Jan 17, 2013 7:23 PM by Erika Flores
TUCSON - In Tucson strangers come up to hug and to cry.
It's something Pam Simon and other January 8 survivors have gotten used to--the support of Tucsonans.
"Very positively coming together with love and warmth," said Simon.
It's something Simon and Roxanna Green, mother of the youngest January 8 victim, wanted to share with Newtown.
"It's a reality, so how can we move forward from that tragedy and make a difference," Simon.
One way they've decided to make a difference is by lobbying for more gun control.
"People are often resistant to change even if it is a positive change, so we need to make room for dialogue," said Simon.
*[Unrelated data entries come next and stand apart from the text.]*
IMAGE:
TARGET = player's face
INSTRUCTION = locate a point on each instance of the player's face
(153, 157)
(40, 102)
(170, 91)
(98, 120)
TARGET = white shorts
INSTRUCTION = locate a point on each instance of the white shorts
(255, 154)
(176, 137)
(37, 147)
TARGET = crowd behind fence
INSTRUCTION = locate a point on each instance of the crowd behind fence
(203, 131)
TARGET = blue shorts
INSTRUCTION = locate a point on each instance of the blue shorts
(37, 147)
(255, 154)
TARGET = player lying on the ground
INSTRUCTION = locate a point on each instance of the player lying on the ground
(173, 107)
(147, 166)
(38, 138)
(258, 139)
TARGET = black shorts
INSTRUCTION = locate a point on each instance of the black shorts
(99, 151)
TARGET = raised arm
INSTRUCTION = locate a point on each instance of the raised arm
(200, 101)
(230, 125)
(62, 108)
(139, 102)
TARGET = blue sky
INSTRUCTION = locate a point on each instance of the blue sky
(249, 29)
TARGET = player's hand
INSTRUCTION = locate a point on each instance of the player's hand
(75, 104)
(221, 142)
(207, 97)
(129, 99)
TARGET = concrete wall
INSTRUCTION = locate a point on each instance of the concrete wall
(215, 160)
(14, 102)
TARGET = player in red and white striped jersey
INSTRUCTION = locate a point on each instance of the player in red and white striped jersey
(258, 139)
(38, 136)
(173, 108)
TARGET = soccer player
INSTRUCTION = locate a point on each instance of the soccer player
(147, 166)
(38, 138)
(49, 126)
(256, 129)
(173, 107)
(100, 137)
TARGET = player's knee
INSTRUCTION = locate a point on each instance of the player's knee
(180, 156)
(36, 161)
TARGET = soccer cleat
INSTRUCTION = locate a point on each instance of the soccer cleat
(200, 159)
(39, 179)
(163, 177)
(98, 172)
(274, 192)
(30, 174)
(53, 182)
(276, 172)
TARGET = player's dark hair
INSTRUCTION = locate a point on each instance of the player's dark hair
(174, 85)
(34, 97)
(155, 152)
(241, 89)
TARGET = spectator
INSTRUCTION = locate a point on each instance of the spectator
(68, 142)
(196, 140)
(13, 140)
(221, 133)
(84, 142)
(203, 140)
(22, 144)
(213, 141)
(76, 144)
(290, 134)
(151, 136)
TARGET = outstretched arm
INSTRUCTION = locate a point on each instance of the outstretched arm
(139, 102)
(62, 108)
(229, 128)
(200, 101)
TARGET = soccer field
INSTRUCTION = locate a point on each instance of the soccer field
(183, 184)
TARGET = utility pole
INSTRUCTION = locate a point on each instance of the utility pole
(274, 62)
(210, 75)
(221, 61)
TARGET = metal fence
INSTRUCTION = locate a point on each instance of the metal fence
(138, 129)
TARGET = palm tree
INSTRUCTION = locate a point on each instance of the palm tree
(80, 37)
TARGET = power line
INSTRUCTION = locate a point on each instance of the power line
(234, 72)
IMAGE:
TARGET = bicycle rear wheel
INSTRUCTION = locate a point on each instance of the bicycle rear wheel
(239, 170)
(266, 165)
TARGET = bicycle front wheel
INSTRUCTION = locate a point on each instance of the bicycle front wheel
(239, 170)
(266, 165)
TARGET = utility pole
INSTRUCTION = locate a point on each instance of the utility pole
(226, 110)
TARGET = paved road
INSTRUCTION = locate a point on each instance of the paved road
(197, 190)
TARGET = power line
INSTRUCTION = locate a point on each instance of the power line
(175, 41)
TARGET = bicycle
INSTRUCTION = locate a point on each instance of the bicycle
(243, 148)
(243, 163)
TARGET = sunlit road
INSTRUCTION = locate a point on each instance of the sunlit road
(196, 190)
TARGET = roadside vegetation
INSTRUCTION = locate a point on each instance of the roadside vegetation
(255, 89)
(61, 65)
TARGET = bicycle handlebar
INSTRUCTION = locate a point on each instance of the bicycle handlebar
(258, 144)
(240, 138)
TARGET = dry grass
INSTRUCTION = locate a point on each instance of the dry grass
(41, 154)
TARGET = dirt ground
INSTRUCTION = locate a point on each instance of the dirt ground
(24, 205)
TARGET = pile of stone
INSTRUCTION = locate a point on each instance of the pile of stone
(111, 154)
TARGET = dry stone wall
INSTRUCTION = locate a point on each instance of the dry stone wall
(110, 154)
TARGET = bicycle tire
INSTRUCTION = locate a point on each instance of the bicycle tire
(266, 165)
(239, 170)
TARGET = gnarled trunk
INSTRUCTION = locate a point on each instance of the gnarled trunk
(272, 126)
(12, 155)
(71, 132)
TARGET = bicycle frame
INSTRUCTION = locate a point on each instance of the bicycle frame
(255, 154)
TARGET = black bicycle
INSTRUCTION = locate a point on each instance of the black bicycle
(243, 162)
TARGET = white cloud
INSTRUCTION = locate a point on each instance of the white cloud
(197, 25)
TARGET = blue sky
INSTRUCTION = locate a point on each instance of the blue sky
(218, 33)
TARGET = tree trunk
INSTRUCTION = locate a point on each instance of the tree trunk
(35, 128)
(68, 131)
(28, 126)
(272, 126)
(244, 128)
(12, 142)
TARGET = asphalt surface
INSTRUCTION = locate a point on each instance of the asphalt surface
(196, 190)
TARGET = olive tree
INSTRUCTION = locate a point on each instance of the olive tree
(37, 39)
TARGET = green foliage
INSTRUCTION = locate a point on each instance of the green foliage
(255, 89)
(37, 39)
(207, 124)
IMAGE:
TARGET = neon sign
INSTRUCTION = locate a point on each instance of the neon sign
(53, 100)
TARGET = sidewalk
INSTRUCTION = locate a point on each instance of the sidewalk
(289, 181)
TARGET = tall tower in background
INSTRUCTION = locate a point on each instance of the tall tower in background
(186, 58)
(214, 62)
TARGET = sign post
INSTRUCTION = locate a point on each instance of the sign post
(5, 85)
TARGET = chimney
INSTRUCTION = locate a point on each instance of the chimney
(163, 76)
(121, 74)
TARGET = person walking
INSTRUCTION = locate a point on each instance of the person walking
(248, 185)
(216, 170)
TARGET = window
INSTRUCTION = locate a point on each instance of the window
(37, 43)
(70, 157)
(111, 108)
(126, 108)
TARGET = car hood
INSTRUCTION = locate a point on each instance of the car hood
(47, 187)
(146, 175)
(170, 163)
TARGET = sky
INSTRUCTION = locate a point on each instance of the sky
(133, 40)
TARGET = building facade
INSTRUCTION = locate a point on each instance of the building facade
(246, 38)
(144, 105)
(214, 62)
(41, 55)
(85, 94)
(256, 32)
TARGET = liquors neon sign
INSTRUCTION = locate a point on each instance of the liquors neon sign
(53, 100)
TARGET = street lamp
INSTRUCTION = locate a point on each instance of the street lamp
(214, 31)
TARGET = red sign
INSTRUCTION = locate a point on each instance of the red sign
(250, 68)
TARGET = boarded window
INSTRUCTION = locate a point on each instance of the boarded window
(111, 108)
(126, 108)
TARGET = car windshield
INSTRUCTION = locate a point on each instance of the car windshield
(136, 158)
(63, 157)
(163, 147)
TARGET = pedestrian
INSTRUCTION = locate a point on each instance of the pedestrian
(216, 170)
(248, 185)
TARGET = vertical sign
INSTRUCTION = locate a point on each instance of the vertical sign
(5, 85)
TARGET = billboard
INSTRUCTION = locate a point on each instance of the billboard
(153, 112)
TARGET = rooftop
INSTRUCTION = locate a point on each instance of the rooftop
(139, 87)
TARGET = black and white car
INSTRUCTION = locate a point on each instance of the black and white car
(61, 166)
That mission took them to Walmart where they delivered a petition with over 300,000 signatures asking the corporation to stop selling assault rifles.
"We don't think it's appropriate to sell strollers on one aisle, car seats on that same aisle and then two to three feet over to sell military style weapons," said Green.
Some agree with Green and Simon.
"I think it's a military weapon, and it should be left in the military," said Tucsonan Dan Johnson.
Others not so much.
"Even though they have a bad (reputation), I don't think they should be completely banned," said Mike Hayden.
Hayden said the survivors should spend their energy elsewhere.
"It's a terrible tragedy, but still it was just an individual who caused it, and we need to get to the root of the problem which isn't really guns, it's mental health issues," said Hayden.
Addressing mental health issues is also on the womens' agenda...anything that could help keep tragedies like January 8 or Newtown shootings from happening again.
"I want to make sure that none of the little innocent children died in vain, so I'll fight as long as it takes until we have change," said Green.